The rat studies were conducted by treating rats with a method of inducing an Alzheimer’s-like condition in test animals within four weeks. Rats treated in this fashion gradually lose cognitive skills, as well exhibiting a host of pathophysiologic brain changes indicative of Alzheimer’s. Then treatment of sick rats with Caprospinol brought about significant positive changes in brain pathology. Neuritic plaques, neurofibrillary tangles, astrogliosis, microgliosis, neuronal death, and tissue shrinking were all either reversed or markedly improved.
Why another Alzheimer’s drug?
One might ask why the world needs another Alzheimer’s disease drug. The answer lies in the relatively poor performance by existing Alzheimer’s medications.
Of the five Alzheimer’s disease drugs approved in the U.S., four (Razadyne?, Exelon?, Aricept?, and Cognex?) are inhibitors of cholinesterase, an enzyme that shuts down the activity of the neurotransmitter choline. Cholinesterase inhibitors are approved for mild to moderate Alzheimer’s.

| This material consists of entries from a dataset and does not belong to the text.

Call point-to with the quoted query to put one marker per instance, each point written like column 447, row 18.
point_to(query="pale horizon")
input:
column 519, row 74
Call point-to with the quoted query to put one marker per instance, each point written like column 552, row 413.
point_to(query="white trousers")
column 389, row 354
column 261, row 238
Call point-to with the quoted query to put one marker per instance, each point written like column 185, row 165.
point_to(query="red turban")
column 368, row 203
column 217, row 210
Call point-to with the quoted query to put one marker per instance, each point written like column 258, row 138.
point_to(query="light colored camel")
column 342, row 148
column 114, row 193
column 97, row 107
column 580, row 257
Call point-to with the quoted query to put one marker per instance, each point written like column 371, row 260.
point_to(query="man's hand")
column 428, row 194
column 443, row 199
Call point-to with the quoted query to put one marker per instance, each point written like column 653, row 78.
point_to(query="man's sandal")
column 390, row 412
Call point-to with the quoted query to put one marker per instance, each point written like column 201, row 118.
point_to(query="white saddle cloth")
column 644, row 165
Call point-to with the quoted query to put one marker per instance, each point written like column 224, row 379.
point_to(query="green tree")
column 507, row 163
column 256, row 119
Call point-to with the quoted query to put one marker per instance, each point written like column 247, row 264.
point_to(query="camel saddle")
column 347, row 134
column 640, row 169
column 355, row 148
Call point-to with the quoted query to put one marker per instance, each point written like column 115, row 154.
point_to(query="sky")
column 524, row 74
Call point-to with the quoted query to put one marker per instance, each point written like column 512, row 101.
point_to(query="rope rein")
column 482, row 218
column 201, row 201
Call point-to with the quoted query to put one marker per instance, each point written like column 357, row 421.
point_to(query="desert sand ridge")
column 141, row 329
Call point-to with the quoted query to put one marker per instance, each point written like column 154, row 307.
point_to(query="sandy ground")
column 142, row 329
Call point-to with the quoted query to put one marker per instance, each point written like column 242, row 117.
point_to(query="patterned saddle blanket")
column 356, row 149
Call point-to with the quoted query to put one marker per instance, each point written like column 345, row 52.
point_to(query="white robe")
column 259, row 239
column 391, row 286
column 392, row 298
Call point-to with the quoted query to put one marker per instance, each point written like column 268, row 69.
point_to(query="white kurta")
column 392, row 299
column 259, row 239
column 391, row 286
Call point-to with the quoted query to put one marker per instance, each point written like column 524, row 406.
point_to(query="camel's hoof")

The fifth medication, Namenda?, is an antagonist of the N-methyl D-aspartate receptor which regulates glutamate, another neurotransmitter. None of these agents cure Alzheimer’s disease or significantly change the course of the disease. The best that some patients can expect is a delay in symptom progression and/or improvements in some memory and behavioral functions.
Enhancement of neurotransmitter activity is a logical approach to treating AD. However, there are problems with cholinesterase and glutamate-acting agents. The first is that they do not address the underlying pathology of Alzheimer’s, treating only the symptoms and not the disease. The second, related shortcoming is that the most responsive patients get worse. The positive benefits of drug treatment are, disappointingly, measured in weeks or at best, months. Alzheimer’s drugs also tend to be quite expensive, and organ toxicities are not uncommon.
Based on the chemical structure of cholesterol, Caprospinol is an entirely new anti-Alzheimer’s compound and works completely different than the currently approved neurotransmitter agents. Although the exact mechanism has not yet been elucidated, molecular modeling experiments suggest that Caprospinol inserts itself inside the folded structure of the beta-amyloid peptide, preventing amyloid molecules from joining together into the highly neurotoxic amyloid-derived diffusible ligands (ADDLs). It is this mechanism that researchers believe causes amyloid plaque wash out of the brain. Scientists also hypothesize that through binding, Caprospinol prevents ADDLs from entering neuronal mitochondria, the energy-producing structures in all living cells.
Samaritan has recently received the go-ahead from the U.S. Food and Drug Administration to test Caprospinol on a small group of patients in a Phase I human safety trial. Thus far results from animal toxicology tests are extremely encouraging. No toxicity was observed in animal studies. Although it is a steroid, the drug does not appear to interfere with the body’s steroid receptors or liver function either. And since it does not affect with the cytochrome P450 enzyme system, investigators believe that SP-233 should cause no unanticipated interactions with other medications that Alzheimer’s patients are likely to be taking. Acting in the liver, the P450 enzymes are responsible for metabolizing and helping to eliminate drugs and other chemicals.
The Phase I trial on Caprospinol is expected to begin in Q2 2008.